Understanding and exploring body boundaries can be another area that needs work for clients. Often people with ASD are not sure where their body ends and the chair they are sitting in begins (Grandin, 1995). Movement exercises can help work through this confusion. Movement, in fact, can be another calming/focusing technique. Scarves, coopera-bands (also called buddy bands), parachutes, and body sox can be useful tools for exploring movement and body boundaries in creative ways. They can be used on their own or incorporated into role plays.

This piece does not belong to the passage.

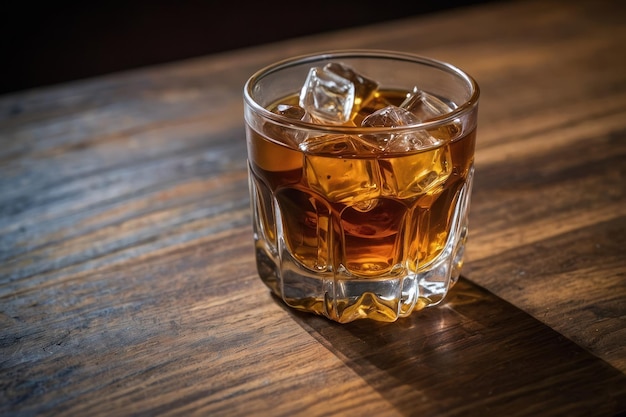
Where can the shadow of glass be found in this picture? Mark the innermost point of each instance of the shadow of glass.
(474, 355)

The only way to learn how to use clear, expressive communication is to have a clear model and to be encouraged to practice. The drama therapist must take the lead and be the role model for expressiveness. Play drama games that will enhance vocal, facial, and body expressiveness. Practice gestures and sounds that will communicate emotions and ideas. Provide a place to learn give and take between the clients.
Many times, people with ASD feel those of us who are “neurotypical” are very strange beings. How we think and relate to each other does not make any sense to them. Temple Grandin (2002) says growing up she viewed many cultural customs, behaviors, and fashions as ISPs – Interesting Sociological Phenomenons. This theme is echoed by Chris Banner, a K-State music faculty member who has Asperger’s syndrome. He says,
The ordinary person probably has no real idea of what it is like to be autistic and to have to live by rules of social interaction that they have been explicitly taught because they cannot figure it out and understand it by themselves. The ordinary person does not understand how it is to live with people trying to force them to be something they inherently are not and then punishing them for being different. The ordinary person does not know what it is like to live with no theory of mind, as the term is, and to live in constant fear of doing some simple little thing wrong or being different in some way, and then to live in constant fear of having to suffer terribly for it. It is living with the constant fear of being hurt for no apparent reason that is so hard to take. (Personal communication, 2009).
Role play can be the perfect way for people with ASD to come to a better understanding of the neurotypical world’s ISPs. Practice putting themselves in another person’s or character’s shoes can become the first steps toward understanding how the rest of the world feels, thinks, and relates, a way to begin developing and testing out a theory of mind. Grady Bolding (2007), a K-State drama major who has ASD, says this about his experience with theatre, “Only recently did I figure that the world of theater helped bring me out of my shell, since I got free crash courses in interpersonal communications with every script. Today, I speak like anybody else, but I still come across a roadblock here or there, like trying to find the difference between ‘joking around’ and ‘being rude’ – that’s a doosey.” (Bolding, 2007, p. 3).
By the same token, the drama therapist needs to better understand the ASD experience in order to maintain our patience and respect toward them when they seem inflexible and rigid. Since those of us who are typically-developing have normal mirror neuron systems, we have the ability to put ourselves in their shoes so that we can understand how confusing and threatening the world is to them. Two fiction books which beautifully and richly capture the thought processes and emotions of the ASD world are Mark Haddon’s The Curious Incident of the Dog in the Night-time and Elizabeth Moon’s The Speed of Dark. I highly recommend both.